Espaços de confrontos
Denomino o terceiro ato intitulando-o de espaços de confronto. Neste terceiro ato serão destacados confrontos entre idéias, reflexões, ações docentes, etc. são confrontos dramáticos, por que envolve posições inconciliáveis dos protagonistas no desdobramento dos episódio vivenciados durante determinado tempo. Cada episódio está relacionado com outros e o resultado de cada episódio vivenciado dá lugar um novo episódio.
Será destacado a princípio nos episódios vividos pelos docentes o confronto, que realizaram no decurso de seu relato, entre o reconhecimento de que seu saber estava esgotado, já não dava conta, para regular as atividades docentes e a necessidade de inserir-se em novas redes de conhecimentos como perspectiva para compreender a complexidade docente e interagir pedagogicamente, pautados(as) em outros referenciais.
Vejam-se os depoimentos das professoras ao assumir uma classe do ciclo de alfabetização:
“...logo percebi que não sabia mais ensinar, nem mesmo de forma tradicional. Senti uma profunda fragilidade em minha formação de professora, percebendo a necessidade de compreender uma teoria que viesse possibilitar uma prática pedagógica do ensino de leitura e escrita.” (Fernandes, 2001 p. 15).
Vejamos outras reflexões, às quais as professoras manifestam conflitos inconciliáveis.
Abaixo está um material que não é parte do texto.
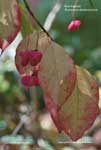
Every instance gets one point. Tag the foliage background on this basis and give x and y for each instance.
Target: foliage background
(84, 46)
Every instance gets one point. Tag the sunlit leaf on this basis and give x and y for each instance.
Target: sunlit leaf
(56, 67)
(80, 110)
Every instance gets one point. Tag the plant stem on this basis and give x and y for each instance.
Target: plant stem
(31, 13)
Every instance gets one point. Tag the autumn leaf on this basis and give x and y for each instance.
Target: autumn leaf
(71, 93)
(10, 21)
(73, 106)
(56, 68)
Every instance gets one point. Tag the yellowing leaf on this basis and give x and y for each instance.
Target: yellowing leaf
(80, 110)
(10, 20)
(56, 68)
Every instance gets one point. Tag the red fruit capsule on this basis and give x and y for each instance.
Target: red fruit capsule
(24, 58)
(30, 81)
(35, 57)
(74, 25)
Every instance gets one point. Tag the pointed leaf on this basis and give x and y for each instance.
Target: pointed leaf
(56, 67)
(80, 110)
(10, 20)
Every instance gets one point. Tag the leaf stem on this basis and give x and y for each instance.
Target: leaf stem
(31, 13)
(73, 12)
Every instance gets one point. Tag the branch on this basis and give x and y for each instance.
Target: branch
(31, 13)
(52, 15)
(73, 12)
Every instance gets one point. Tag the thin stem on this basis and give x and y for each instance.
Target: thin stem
(31, 13)
(52, 15)
(73, 12)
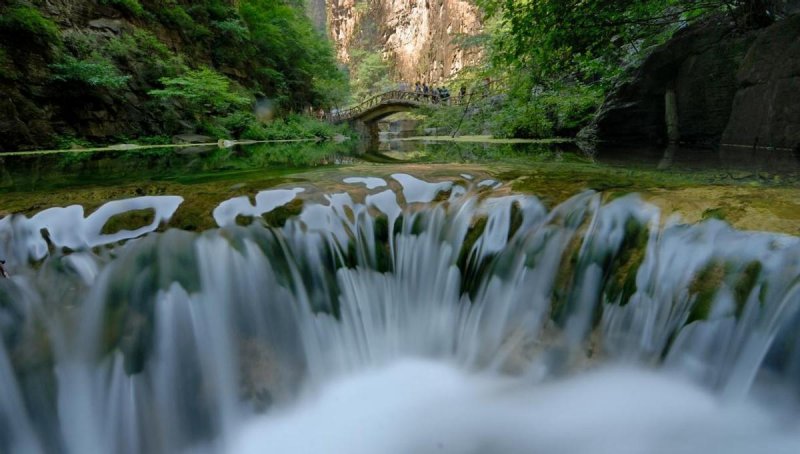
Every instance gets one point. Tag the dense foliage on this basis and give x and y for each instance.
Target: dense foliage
(184, 62)
(592, 39)
(558, 58)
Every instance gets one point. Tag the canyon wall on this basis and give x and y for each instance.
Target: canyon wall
(417, 37)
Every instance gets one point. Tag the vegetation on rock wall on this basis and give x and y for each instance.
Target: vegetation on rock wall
(558, 58)
(106, 70)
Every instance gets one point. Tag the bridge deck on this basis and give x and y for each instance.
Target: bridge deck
(395, 97)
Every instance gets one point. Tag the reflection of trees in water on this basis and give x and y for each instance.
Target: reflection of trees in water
(64, 169)
(458, 152)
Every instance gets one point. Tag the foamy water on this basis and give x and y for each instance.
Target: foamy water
(416, 406)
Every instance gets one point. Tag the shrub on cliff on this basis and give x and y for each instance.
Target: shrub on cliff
(202, 92)
(22, 21)
(132, 7)
(95, 71)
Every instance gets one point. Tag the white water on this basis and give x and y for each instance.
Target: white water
(421, 407)
(483, 342)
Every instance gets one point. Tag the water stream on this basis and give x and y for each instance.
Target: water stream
(405, 316)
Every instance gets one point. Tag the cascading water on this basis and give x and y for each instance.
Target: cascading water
(415, 317)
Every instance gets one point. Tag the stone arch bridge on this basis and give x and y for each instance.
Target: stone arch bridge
(365, 116)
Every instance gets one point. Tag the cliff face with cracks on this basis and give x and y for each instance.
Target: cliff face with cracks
(733, 88)
(417, 37)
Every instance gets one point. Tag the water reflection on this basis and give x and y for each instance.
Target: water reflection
(688, 159)
(31, 173)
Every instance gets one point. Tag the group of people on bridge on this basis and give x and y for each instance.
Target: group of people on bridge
(422, 92)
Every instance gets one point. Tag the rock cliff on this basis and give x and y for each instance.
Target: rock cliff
(417, 37)
(733, 88)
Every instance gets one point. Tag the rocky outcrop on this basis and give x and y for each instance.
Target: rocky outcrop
(418, 37)
(766, 108)
(732, 87)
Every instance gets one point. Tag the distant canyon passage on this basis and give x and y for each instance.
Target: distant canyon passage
(417, 37)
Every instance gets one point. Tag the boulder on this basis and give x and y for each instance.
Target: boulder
(733, 87)
(766, 111)
(700, 64)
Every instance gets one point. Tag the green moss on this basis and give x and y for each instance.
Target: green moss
(471, 267)
(564, 280)
(622, 270)
(279, 216)
(715, 213)
(130, 220)
(745, 282)
(516, 219)
(703, 288)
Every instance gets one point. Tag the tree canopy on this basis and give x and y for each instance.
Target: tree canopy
(588, 39)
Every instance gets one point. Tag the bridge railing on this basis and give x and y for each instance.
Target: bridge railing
(401, 96)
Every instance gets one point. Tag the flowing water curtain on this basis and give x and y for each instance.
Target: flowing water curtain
(170, 341)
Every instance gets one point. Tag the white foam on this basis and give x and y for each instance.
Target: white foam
(415, 406)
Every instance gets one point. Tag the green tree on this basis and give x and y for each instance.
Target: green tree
(202, 91)
(590, 38)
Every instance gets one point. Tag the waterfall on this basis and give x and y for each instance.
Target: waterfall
(147, 340)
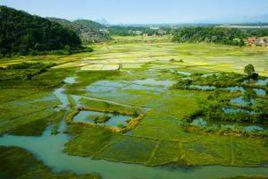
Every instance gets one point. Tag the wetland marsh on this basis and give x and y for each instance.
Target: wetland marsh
(146, 96)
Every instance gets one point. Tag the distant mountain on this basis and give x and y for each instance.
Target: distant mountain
(89, 31)
(103, 21)
(22, 33)
(236, 20)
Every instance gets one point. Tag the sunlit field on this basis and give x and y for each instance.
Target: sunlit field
(128, 106)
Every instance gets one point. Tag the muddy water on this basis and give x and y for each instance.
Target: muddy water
(49, 149)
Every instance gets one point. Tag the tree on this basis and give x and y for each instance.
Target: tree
(249, 70)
“...Enfrentei todo o percurso profissional apenas com a formação do curso de magistério e tinha consciência da fragilidade de minha formação. Diversas vezes me defrontei com situações difíceis sem condição de resolvê-la. Refleti e achei que não podia continuar sendo uma professora consciente das lacunas na formação, necessitava tomar uma atitude para reverter a realidade. (Araújo, 2001 p. 23).
“...No entanto, hoje, indago se as crianças de fato aprendiam ou era uma aprendizagem mecânica, na qual só memorizavam, sem oportunidades de construir seus próprios conhecimentos? (Martins, 2001, p 21).
O drama do sentido dos conflitos vividos pelas escritoras denotam que este drama é muito mais amplo para o sujeito, do que, o apresentado pelo seu relato.
Esta inferência que estabeleço decorre ao interpretar que estas professoras sentiram, por um longo e sofrido período de tempo. Conviveram com os conflitos e as contradições, brevemente aqui apresentados, no entanto no memorial não cabe discorrer exaustivamente sobre este sofrimento, nele está apresentado pequenos recortes dos conflitos experimentados na complexa atividade de ensinar.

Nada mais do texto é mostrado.